Systems

Google opens Falcon, a reliable low-latency hardware transport, to the ecosystem

October 17, 2023

Dan Lenoski

VP of Engineering, Google Cloud

Nandita Dukkipati

Principal Software Engineer, Google Cloud

At Google, we have a long history of solving problems at scale using Ethernet, and rethinking the transport layer to satisfy demanding workloads that require high burst bandwidth, high message rates, and low latency. Workloads such as storage have needed some of these attributes for a long time, however, with newer use cases such as massive-scale AI/ML training and high performance computing (HPC), the need has grown significantly. In the past, we’ve openly shared our learnings in traffic shaping, congestion control, load balancing, and more with the industry by contributing our ideas to the Association for Computing Machinery and Internet Engineering Task Force. These ideas have been implemented in software and a few in hardware for several years.
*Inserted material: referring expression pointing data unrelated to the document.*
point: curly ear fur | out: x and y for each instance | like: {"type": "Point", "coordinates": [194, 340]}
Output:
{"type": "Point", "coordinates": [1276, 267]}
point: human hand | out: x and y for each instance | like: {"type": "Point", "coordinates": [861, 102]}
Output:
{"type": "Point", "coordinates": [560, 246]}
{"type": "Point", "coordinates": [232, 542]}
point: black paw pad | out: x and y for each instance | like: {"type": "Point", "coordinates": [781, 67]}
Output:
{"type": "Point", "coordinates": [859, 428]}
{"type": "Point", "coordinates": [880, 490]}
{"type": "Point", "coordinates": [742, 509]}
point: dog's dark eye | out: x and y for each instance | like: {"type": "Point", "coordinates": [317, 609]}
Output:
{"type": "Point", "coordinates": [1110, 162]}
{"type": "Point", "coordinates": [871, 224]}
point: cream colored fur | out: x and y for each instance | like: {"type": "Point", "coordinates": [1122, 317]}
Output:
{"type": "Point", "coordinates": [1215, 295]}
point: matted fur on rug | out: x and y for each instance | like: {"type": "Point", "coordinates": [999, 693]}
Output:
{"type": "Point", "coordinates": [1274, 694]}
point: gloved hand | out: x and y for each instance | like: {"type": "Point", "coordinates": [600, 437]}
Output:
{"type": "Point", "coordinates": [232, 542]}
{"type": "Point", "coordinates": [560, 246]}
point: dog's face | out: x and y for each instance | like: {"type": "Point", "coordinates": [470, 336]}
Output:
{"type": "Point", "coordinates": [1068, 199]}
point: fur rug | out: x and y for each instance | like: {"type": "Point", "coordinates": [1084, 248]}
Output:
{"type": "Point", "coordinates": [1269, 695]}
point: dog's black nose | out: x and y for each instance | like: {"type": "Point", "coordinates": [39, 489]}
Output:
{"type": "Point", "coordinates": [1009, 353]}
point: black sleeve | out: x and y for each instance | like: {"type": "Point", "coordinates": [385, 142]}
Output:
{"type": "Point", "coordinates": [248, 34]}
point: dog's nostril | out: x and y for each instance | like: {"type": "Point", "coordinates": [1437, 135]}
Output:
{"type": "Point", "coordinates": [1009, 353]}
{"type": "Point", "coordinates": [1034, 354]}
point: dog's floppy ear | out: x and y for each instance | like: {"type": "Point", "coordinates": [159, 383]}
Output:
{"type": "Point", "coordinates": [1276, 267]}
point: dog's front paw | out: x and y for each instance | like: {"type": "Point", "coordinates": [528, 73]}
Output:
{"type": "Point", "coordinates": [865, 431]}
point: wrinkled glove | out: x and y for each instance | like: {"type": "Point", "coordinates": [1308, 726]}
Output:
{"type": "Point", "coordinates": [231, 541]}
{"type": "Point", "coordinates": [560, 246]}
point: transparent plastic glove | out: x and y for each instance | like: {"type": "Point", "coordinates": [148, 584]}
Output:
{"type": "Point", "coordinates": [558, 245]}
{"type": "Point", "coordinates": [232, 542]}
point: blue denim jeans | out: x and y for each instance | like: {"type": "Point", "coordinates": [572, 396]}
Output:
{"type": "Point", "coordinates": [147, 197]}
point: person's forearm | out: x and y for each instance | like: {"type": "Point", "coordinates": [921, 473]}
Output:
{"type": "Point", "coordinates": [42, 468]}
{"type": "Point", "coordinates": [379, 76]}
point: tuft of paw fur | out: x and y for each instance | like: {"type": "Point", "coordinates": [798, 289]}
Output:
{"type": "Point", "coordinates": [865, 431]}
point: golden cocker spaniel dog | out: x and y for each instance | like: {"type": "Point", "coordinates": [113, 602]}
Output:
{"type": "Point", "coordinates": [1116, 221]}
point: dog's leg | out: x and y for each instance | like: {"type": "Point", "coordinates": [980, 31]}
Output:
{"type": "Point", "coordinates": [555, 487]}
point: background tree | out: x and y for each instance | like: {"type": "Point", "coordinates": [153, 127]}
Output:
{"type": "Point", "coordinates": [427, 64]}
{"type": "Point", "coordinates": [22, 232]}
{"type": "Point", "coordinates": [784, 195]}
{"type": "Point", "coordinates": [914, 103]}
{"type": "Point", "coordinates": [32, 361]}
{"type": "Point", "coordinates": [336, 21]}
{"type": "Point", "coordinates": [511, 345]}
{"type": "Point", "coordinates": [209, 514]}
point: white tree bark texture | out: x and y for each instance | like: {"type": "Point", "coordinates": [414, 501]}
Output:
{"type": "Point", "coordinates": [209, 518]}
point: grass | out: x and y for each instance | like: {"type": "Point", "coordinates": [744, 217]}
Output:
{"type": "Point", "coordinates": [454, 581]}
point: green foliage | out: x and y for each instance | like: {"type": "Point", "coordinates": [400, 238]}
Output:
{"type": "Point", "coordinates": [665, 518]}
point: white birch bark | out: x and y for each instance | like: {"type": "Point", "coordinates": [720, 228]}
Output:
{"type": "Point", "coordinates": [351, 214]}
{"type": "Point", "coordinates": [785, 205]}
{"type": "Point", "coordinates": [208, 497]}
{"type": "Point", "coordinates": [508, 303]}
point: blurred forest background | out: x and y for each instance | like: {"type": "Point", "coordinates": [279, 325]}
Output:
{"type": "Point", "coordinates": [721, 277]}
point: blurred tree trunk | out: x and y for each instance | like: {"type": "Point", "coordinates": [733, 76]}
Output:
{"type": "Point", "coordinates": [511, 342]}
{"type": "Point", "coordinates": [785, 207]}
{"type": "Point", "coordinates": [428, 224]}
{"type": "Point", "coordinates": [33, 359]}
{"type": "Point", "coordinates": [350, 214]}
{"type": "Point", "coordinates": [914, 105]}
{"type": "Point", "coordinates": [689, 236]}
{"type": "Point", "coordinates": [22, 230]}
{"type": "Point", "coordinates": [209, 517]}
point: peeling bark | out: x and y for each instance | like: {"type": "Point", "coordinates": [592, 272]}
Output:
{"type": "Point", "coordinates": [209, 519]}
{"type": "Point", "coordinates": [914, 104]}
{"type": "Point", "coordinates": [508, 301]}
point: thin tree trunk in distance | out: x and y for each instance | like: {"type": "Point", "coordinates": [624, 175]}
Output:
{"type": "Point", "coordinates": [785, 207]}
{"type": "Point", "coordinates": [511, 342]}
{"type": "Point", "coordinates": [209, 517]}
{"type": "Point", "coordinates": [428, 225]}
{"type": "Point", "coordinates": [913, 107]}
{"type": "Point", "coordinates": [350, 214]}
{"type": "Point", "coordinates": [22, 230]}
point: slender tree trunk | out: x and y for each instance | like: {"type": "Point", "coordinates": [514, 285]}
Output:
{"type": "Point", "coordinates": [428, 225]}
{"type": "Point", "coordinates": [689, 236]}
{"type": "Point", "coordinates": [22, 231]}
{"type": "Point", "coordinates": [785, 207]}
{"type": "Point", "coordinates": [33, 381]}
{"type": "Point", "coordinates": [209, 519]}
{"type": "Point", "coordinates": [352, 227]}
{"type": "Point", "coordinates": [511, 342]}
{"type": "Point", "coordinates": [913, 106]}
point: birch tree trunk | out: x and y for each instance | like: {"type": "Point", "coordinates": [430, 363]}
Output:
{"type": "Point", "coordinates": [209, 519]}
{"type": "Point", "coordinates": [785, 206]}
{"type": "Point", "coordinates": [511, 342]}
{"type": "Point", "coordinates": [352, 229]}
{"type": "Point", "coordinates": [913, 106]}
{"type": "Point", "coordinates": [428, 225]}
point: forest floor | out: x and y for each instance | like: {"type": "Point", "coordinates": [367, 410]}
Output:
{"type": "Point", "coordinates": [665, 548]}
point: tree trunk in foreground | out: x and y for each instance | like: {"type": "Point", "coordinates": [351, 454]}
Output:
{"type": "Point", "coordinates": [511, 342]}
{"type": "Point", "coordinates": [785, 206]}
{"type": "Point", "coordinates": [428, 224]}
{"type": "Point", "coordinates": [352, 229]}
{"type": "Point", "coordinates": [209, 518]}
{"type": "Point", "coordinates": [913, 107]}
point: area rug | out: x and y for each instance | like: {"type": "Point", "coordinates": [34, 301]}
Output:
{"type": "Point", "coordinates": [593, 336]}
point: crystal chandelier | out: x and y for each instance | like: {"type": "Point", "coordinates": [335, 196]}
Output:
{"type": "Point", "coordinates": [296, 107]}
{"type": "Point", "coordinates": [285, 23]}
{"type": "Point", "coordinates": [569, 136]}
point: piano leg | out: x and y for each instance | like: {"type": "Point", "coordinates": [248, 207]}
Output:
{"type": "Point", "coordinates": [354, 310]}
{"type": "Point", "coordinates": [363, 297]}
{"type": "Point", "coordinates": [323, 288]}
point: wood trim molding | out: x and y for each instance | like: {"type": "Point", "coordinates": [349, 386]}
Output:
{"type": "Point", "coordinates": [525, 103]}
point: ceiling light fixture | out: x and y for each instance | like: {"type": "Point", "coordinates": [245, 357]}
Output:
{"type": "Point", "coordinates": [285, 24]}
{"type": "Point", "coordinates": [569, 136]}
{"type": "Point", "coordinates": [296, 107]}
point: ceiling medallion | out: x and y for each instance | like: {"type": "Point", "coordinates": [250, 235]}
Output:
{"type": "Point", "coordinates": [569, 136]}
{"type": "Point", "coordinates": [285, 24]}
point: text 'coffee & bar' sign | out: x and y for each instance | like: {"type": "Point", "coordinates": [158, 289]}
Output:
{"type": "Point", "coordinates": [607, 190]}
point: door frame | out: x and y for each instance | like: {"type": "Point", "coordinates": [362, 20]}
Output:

But going forward, we believe the industry at large will see more gains by implementing the set with dedicated and flexible hardware assist.

To achieve this goal, we developed Falcon to enable a step function in performance over software-only transports. Today at the OCP Global Summit, we are excited to open Falcon to the ecosystem through the Open Compute Project, the natural venue to empower the community with Google’s production learnings to help modernize Ethernet.

As a hardware-assisted transport layer, Falcon is designed to be reliable, high performance, and low latency and leverages production-proven technologies including Carousel, Snap, Swift, PLB, and CSIG.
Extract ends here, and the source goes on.